Moua lived for a year in a refugee camp in Thailand. The Hmong fighters had been promised that if the war went sour, they'd be repatriated to the U.S. Like so many things about that time, that promise had a sell-by date. Only a few thousand Hmong were repatriated. The rest stayed in the camps, and life in the camps was nightmarish, in part because the Thai government didn't want the Hmong there, but also because some Hmong leaders involved themselves in the drug trade. Fortunately, charitable organizations, especially church groups, stepped in and sponsored the movement of thousands of other Hmong to the U.S.

A church group placed Moua in Rhode Island, and then he moved to Massachusetts, where he worked factory jobs and where Charly was born.
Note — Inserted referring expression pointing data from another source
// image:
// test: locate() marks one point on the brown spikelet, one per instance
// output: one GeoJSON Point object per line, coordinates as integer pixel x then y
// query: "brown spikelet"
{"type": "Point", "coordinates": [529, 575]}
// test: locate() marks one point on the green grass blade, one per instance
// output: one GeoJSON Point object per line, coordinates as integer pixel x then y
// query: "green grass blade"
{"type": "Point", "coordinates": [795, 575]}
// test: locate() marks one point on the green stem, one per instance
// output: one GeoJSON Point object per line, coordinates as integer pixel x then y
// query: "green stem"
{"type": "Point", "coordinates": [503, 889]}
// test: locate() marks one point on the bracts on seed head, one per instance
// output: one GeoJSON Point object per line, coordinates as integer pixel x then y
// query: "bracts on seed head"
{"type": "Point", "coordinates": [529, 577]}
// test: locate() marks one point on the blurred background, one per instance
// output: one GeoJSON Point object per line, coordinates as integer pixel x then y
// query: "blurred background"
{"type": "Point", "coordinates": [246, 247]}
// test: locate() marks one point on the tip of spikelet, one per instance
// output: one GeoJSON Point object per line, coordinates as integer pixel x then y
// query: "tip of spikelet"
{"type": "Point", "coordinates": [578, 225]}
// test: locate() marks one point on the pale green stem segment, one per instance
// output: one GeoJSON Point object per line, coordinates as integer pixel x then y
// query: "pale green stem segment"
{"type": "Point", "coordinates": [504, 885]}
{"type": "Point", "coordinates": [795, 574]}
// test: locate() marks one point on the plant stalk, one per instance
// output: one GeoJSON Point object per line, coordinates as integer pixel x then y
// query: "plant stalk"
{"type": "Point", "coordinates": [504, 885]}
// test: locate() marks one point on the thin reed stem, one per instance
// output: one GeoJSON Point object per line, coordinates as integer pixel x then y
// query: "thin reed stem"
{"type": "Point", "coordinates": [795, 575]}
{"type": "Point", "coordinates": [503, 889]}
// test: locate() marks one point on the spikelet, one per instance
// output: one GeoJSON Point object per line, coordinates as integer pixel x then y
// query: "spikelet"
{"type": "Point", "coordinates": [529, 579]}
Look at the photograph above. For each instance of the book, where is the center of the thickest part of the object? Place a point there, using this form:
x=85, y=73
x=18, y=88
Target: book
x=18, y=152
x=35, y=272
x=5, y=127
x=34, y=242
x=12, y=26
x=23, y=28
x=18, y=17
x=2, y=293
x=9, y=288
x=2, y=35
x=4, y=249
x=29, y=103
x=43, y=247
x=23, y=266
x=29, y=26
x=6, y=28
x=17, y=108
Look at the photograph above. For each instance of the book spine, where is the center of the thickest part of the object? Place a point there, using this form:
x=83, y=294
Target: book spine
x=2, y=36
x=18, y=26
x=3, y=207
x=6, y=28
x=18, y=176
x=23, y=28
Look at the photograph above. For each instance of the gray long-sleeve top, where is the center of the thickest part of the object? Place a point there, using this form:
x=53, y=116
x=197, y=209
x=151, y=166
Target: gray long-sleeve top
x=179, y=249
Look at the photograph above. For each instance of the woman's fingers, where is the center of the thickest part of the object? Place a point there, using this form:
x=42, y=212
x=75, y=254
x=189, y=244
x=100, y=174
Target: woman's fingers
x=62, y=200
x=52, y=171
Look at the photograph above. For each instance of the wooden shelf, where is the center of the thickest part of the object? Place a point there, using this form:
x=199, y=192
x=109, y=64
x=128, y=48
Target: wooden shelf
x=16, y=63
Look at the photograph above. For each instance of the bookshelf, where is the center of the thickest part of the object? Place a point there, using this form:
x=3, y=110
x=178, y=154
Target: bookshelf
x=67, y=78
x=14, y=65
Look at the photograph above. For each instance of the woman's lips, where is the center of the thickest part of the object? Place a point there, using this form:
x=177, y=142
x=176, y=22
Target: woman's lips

Moua stayed there until he heard from his uncle that Tyson was offering land and farms for the Hmong to work in Arkansas. The Hmong were farmers, and chickens had a special place in their culture dating back through the millennia. (An ancient Hmong legend credits a rooster with having saved the world.) Moua moved his family to Magazine six years ago and set up his chicken houses. His sons enrolled in school, and they began to play football, the way other Hmong children had before them.

What Jones and Powell were seeing in Magazine was the impact of the second wave of Hmong immigrants to Arkansas. The first had come in the early '80s, when nearly 300 Hmong were resettled in and around Fort Smith. Most of them found low-paying manufacturing jobs, including work in chicken-processing plants. They were vehemently opposed to the concept of welfare; according to a 1984 report sponsored by the U.S. Office of Refugee Resettlement, the Hmong phrase for welfare was "no arms, no legs." Consequently, when word got around Hmong communities in the U.S. in 2004 that Tyson was offering them the opportunity to run their own poultry farms in Arkansas, many jumped at the chance to live their own lives on their own land in a place where many of them already had relatives living for more than 20 years.